Pamela Smart denied chance at freedom decades after killing
CONCORD, N.H. (AP) — Pamela Smart, a former high school employee convicted of recruiting her teenage lover to kill her husband, was denied a sentence reduction hearing Wednesday, more than 30 years after a sensational trial that inspired books and a Nicole Kidman movie.
Smart was 22 and working as a high school media coordinator when she began an affair with the 15-year-old student who shot and killed her husband, Gregory Smart, in 1990. Although she denied knowledge of the plot, she was convicted of conspiracy to commit murder and other crimes and sentenced to life without parole. The student, William Flynn, and three other teens cooperated with prosecutors, served shorter sentences and have been released.

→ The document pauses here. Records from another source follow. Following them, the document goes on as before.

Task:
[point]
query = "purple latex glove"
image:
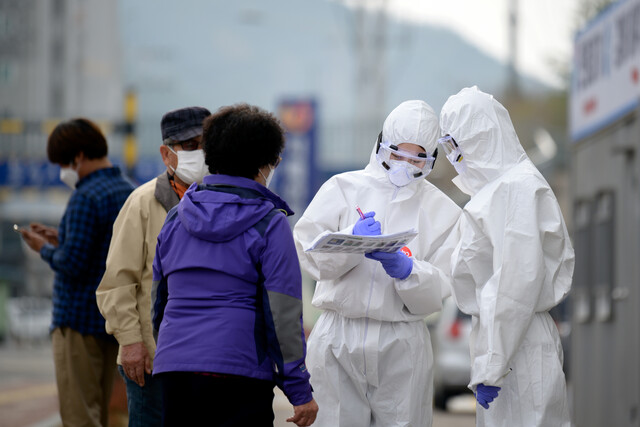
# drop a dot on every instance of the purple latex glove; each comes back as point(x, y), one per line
point(396, 264)
point(367, 226)
point(485, 394)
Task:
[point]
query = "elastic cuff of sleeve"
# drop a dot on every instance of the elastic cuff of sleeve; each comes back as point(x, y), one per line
point(129, 337)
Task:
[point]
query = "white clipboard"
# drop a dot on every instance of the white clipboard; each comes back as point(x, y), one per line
point(329, 242)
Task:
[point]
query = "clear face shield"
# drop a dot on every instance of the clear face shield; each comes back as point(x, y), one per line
point(404, 166)
point(453, 153)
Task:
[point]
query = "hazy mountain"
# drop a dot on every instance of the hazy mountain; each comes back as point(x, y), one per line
point(217, 52)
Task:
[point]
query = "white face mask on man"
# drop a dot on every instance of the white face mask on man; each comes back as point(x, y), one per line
point(69, 176)
point(191, 166)
point(402, 173)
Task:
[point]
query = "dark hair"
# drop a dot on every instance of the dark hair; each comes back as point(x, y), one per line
point(240, 139)
point(73, 137)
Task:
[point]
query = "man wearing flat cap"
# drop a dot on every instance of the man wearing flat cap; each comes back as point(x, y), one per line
point(124, 293)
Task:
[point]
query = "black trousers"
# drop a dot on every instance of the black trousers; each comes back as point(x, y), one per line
point(191, 399)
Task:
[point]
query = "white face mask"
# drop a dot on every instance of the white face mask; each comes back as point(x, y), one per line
point(402, 173)
point(69, 176)
point(191, 166)
point(269, 177)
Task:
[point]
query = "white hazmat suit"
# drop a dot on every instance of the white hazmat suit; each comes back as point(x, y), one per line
point(514, 262)
point(369, 354)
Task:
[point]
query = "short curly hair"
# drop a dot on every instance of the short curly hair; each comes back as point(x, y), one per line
point(73, 137)
point(240, 139)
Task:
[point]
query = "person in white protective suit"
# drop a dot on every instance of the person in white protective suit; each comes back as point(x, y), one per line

Smart’s request was rejected in a 5-0 vote by a New Hampshire state council. It’s the third time Smart has asked the council for a hearing. Now 54, she has exhausted all of her judicial appeal options.
“I am absolutely convinced that there’s no evidence or argument” to grant a commutation request, councilor Janet Stevens said during a short discussion.
One thing that was different in this petition is that Smart apologized to her husband’s family for the first time.
“I offer no excuses for my actions and behavior,” she said in a recorded statement that was sent as a DVD to the attorney general’s office in December. “I’m to blame.”
“I regret that it took me so long to apologize to the Smart family, my own family, and everyone else. But I think that I wasn’t at a place where I was willing to own that or face that,” she said. “I was young and selfish and I wasn’t thinking about the consequences of what I was doing.”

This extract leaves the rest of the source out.